Thanks for the output. So it looks like the reason its failing is because

Could not find a valid github token. GHORG_GITHUB_TOKEN or (--token, -t) flag must be set. Create a personal access token, then set it in your $HOME/.config/ghorg/conf.yaml or use the (--token, -t) flag, see 'GitHub Setup' in README.md

This is because you are passing in the GHORG_GITHUB_TOKEN via an env var. This env is being reset by the reclone command. This is required to happen so that config files can be used inside the reclone.yaml.

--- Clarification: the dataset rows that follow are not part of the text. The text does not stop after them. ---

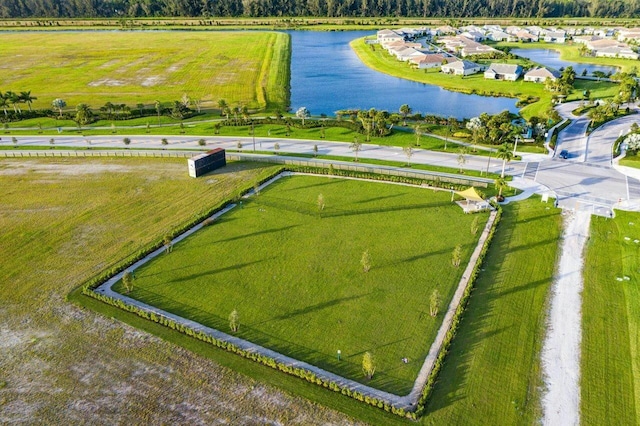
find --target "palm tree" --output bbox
[493,177,507,201]
[350,136,362,162]
[51,98,67,118]
[400,104,411,126]
[218,99,229,115]
[0,92,9,117]
[20,90,38,111]
[496,142,513,178]
[4,92,22,113]
[413,123,422,146]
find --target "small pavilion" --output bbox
[456,186,491,213]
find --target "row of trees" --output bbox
[0,90,38,117]
[0,0,640,18]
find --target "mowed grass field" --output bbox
[580,211,640,425]
[0,155,576,425]
[0,159,364,425]
[351,38,633,118]
[0,31,289,109]
[422,197,560,425]
[111,176,488,395]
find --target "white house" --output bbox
[376,30,404,45]
[595,46,639,59]
[409,53,447,70]
[524,67,560,83]
[487,31,517,41]
[440,61,482,75]
[544,31,567,43]
[484,64,522,81]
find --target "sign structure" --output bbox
[187,148,227,178]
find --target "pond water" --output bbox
[287,31,518,119]
[511,49,618,76]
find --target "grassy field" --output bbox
[351,38,617,118]
[111,177,487,395]
[0,159,370,425]
[0,32,289,109]
[423,197,560,425]
[580,211,640,425]
[0,155,576,425]
[495,42,638,71]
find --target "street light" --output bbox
[486,151,491,176]
[251,121,256,152]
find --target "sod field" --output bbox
[115,176,488,395]
[580,211,640,425]
[0,158,576,425]
[0,32,289,109]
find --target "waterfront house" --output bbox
[440,61,482,76]
[524,67,560,83]
[484,64,522,81]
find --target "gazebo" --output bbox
[456,186,491,213]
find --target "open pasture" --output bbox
[0,31,289,109]
[115,176,487,394]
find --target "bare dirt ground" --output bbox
[542,212,591,426]
[0,160,364,425]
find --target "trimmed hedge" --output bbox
[415,206,502,417]
[82,166,501,420]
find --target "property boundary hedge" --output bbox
[82,167,502,420]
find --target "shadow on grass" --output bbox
[169,258,274,285]
[123,282,421,395]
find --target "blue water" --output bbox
[511,49,618,76]
[288,31,518,118]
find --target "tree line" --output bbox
[0,0,640,18]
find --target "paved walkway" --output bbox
[94,172,496,411]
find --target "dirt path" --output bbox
[542,211,591,426]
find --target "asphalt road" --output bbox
[5,102,640,216]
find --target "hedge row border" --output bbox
[81,166,502,420]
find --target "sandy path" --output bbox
[542,212,591,426]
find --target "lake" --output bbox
[287,31,518,119]
[511,49,618,76]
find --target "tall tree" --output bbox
[51,98,67,118]
[362,351,376,379]
[496,142,513,178]
[20,90,38,111]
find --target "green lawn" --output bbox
[492,42,638,72]
[423,197,561,425]
[116,177,487,394]
[580,211,640,425]
[0,31,289,109]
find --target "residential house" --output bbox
[395,47,424,61]
[440,61,482,76]
[544,31,567,43]
[376,30,404,45]
[524,67,561,83]
[515,30,538,43]
[409,53,448,70]
[460,31,485,42]
[595,46,639,59]
[484,63,522,81]
[487,31,517,41]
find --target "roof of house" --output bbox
[447,61,480,70]
[485,64,522,74]
[525,67,561,78]
[411,53,447,64]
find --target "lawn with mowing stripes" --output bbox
[0,31,289,111]
[115,176,488,394]
[423,197,561,425]
[580,211,640,425]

This allows users to set different config files for each of their reclone commands if needed. e.g.

kubernetes:
  cmd: "ghorg clone kubernetes --config=/home/user/ghorg/conf.yaml"
kubernetes-some-other-way:
  cmd: "ghorg clone kubernetes --config=/home/user/ghorg/special-conf.yaml"

The GHORG_GITHUB_TOKEN should be set in the reclone.yaml command. You can either set it as a command line flag or reference another config file.

kubernetes:
  cmd: "ghorg clone kubernetes --token=xxxxxxxxx"

I see, that makes sense!
Just wondering why they are reseted rather than defaulted.
For example, if you don't define any setting that would override the container's GHORG_GITHUB_TOKEN (via config file or --token), it would consider that one as default, otherwise it would use the one with the closest scope.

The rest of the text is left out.